Additional Feedback: Minor typos: P.4, L.132: "may perceived" -> "may be perceived" P.6, L.200: "in in" -> "in" --------------------------------------------------------------------------------------------------- Post rebuttal: I think the authors addressed my concerns satisfactorily, although, in the end, there is no theoretical insight as to why data augmentation works, and the main argument for using it are the empirical results presented in the paper. In spite of this, I still think that this paper should be accepted - it proposes a trick that appears to be useful, and does not take a whole lot of effort to implement, so it could be a very useful and practical addition to the state of the art that RL practitioners might appreciate.

Review 4

Summary and Contributions: This paper proposes a reinforcement learning method by incorporating data augmentation into RL. The main contributions that introduce two data augmentations: random translation and random amplitude scaling. Although the author said that it is the first extensive work for RL with data augmentation, the proposed method lack of novelty, because it looks like borrow some augmentation tricks from computer vision and apply it on RL.

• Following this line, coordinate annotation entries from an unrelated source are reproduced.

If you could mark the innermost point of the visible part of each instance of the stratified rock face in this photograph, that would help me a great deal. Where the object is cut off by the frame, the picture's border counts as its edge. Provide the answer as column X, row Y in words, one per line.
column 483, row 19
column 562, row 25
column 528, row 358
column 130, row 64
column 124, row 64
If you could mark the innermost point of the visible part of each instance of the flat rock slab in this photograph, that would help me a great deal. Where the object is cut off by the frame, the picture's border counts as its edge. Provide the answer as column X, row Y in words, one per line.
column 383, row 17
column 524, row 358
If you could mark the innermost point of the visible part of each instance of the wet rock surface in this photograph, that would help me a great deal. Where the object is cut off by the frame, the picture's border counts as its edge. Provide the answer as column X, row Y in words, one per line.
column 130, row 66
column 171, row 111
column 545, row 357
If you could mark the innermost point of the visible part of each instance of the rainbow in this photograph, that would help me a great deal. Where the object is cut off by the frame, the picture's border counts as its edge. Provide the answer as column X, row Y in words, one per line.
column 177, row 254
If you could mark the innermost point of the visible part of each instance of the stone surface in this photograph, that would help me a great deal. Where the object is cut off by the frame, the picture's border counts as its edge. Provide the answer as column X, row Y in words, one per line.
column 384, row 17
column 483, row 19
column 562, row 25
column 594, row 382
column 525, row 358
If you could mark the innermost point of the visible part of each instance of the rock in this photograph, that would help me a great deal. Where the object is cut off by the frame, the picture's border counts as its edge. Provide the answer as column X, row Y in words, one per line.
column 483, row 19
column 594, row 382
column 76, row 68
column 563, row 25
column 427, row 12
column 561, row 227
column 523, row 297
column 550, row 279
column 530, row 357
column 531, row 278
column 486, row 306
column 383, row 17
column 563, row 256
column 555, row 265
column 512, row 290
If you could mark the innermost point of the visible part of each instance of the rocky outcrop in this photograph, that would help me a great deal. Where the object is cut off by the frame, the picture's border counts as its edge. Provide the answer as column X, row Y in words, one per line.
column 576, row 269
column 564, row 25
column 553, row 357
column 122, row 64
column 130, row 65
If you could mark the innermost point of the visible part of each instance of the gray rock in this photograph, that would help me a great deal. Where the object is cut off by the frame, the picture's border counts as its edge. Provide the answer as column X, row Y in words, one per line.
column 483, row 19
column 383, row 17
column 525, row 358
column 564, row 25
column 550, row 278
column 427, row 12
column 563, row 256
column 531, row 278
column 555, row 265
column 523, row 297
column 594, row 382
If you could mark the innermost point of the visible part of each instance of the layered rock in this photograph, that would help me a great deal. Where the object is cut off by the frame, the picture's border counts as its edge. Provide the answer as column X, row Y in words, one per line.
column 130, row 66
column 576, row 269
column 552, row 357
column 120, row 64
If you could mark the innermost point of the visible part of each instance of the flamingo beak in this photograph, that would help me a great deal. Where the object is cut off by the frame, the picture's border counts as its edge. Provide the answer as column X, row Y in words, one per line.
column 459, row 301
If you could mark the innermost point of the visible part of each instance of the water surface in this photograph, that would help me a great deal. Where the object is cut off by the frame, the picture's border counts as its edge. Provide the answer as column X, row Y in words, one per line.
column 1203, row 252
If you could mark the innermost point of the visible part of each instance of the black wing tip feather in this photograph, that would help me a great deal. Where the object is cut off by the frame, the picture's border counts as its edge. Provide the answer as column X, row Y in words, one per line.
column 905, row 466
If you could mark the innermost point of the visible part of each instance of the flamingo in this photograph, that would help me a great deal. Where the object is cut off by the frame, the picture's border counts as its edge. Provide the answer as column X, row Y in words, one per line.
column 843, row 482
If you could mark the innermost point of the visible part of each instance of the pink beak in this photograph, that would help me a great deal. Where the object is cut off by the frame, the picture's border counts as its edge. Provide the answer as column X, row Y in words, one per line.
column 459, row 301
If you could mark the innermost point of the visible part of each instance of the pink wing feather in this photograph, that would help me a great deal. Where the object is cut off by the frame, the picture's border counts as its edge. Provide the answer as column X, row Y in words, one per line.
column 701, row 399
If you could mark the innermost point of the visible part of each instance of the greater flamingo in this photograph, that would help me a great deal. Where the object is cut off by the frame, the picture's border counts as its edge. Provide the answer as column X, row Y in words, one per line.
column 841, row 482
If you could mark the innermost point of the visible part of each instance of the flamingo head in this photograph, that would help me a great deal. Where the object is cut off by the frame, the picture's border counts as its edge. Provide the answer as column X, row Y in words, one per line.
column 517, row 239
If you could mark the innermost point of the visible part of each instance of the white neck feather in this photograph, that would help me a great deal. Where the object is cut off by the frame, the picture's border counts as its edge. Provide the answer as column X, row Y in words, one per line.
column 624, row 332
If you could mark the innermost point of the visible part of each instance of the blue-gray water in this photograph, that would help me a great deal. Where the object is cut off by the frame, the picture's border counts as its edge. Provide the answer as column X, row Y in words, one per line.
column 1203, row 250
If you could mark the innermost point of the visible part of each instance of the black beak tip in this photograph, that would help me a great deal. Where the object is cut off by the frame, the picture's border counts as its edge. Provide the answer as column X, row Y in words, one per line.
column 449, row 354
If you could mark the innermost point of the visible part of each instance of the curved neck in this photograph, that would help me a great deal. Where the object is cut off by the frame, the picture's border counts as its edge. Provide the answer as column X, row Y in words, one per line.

Strengths: + The experiments are sufficient and the figures are verifying the data augmentation is working on RL. + The work is well written and easy to read. + Enable a new method for RL with data augmentation. + A structured system. + Reasonable experiments outperforming prior work in qualitative and quantitative evaluations.

Weaknesses: - The method is simple that just like combining data augmentation with RL. - The novelty is not clarified. In summary, the contributions are not enough, which includes some data augmentations. - The work looks nice and well written. However, the technical components adopted in the work are most from the existing ones. It's more a engineering work for a nice application. - We expect to see the challenges as generating images.

Correctness: Yes.

Clarity: Good.

Relation to Prior Work: Yes.

Reproducibility: Yes

Additional Feedback: The feedback addresses my concerns. I hope the authors should provide more details about the novelty in the revision.